In any tragic or serious play, the dramatist tries to give relief to the audience by introducing comic scenes or episodes. The literary term for such comic interludes is known as tragic relief. A tragedy is bound to create tension in the mind of the audience and if this tension is not relaxed from time to time, it generates some sort of emotional weakness in the mind of the audience. Hence, comic scenes are a necessity to ease the tension and refresh the mind.
There was a pressing demand from the side of Elizabethan audience for such interludes.
Hence, play wrights had to introduce such comic scenes as the producers also demanded them for a successful run of the play. The comic interlude may have an appropriate emotional connection in the development of the tragic play. But it is also admitted that in Marlowe’s dramas, this tragic relief seems to be crude and often verges on horseplay and buffoonery. For these scenes, it is often said that “Dr Faustus” is a powerful drama with a weak plot.

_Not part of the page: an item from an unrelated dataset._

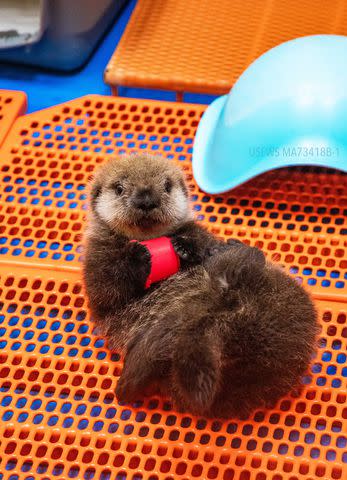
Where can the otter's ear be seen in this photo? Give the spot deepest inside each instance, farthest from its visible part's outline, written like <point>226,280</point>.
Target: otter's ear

A close study of Marlowe’s famous play “Dr. Faustus” shows us that there are fourteen scenes in all. Out of them, comic scenes are five or six.
According to the critics, the comic elements in these scenes are low and vulgar, full of coarse buffoonery and they can not be accepted as organic parts of the tragic play. They are of the opinion that only in the first comic scene do we see worked out with some care a comic burlesque of the main plot. Another objection on comic scenes in Dr. Faustus is that most of them are later interpolation and not from the mighty pen of Marlowe. Some of these critical arguments really hold good. If we study Marlowe’s play “Temburlaine”, we find him in the prologue to this play, proudly declaring that:
“From jigging veins of rhyming mother wits, And such conceits of clownage keep in pay, We shall lead you to the stately tent of war.”
This shows that Marlowe must have cherished a strong dislike for clownage conceits. Then it has also been found that the first edition of the play was published in 1604 and the second edition appeared in 1616. And the 1616 edition contains more scenes of clownage with new additions. So it proves that these scenes were not from the mighty pen of Marlowe. But there are also some prominent critics, including T.S.Eliot who assert that Marlowe was not devoid of a high developed sense of humour and Marlowe should not be judged by a Shakespeare standard in this respect.
Marlowe introduced the comic scenes in “Dr. Faustus” for many purposes.
• First, he had to introduce crude buffoonery because it was common stock-in-trade of the Elizabethan dramatists who could not ignore the demands of the groundlings. This was a pressing demand from the side of the Elizabethan audience. They even justify the inclusion of comic scenes in which Faustus teases and trouble the Pope and his guests, outwit the horse-dealer, and make a fool of the talkative knight, planting a pair of horns on his head. They are essential for dramatic purpose to enable Faustus to display his miraculous powers.
• Second, the purpose of the introduction of the comic scenes is to offer a temporary relaxation of tension engendered by the serious scenes.
• Third, Marlowe’s description about Faustus’ pranks on the Pope shows Marlowe’s hatred for church and Pope.
Now we take up the comic scenes one by one and discuss their quality and significance. We have five comic scenes in Doctor Faustus in which low comedy, burlesque and crude buffoonery have been introduced. These scenes are: Act-I, Scene IV; Act-III, Scene I, Act-IV, Scene I; Act-V, Scene ii, IV. Scene II in Act- I, in which Wagner cuts jokes with the scholars and confuses them may also be treated as a comic scene. According to the critics, the comic scene IV in Act-I where we find Wagner and the Clown engrossed in a debate is closely integrated with the main tragic theme. So this scene may be regarded as coming from the pen of Marlowe The same may be said about the scene in which Wagner is found perplexing and confusing the two scholars.
The scene, in which Faustus teases and troubles the Pope and his party, seems to be too crude and vulgar to come from Marlowe’s pen. But the Ralph-Robin episode, in the first and second scenes of Act-lV seems to have very little connection with the main theme of the play. The other two comic scenes, Act-IV, Scene iii, iv which show Faustus as playing an ordinary conjurer’s role either by making horns grow on the knight’s head or by outwitting and duping the horse-dealer are really crude and vulgar. Probably the only justification for including such farcical scenes was to cater to vulgar taste of the groundlings of that age. There are critics who maintain that excepting Scene IV of Act-I and Scene I in Act-III, all other comic scenes are later interpolations. But according to Boas, the two Ralph-Robin scenes are the only interpolations. We may just conclude with the very wise comments of Wynn on this topic:
“Nevertheless, Marlowe must be blamed for the utter incongruity of so many scenes with high tragedy. The harmony which rules the construction of Tamburlaine giving it a lofty coherence and consistency is lamentably absent from “Dr Faustus.”
Whatever may be the case it should be accepted that at least some of the clownage scenes, if not all, were later interpolations and Marlowe should not he blamed I for the low comedy and coarse buffoonery in such scenes.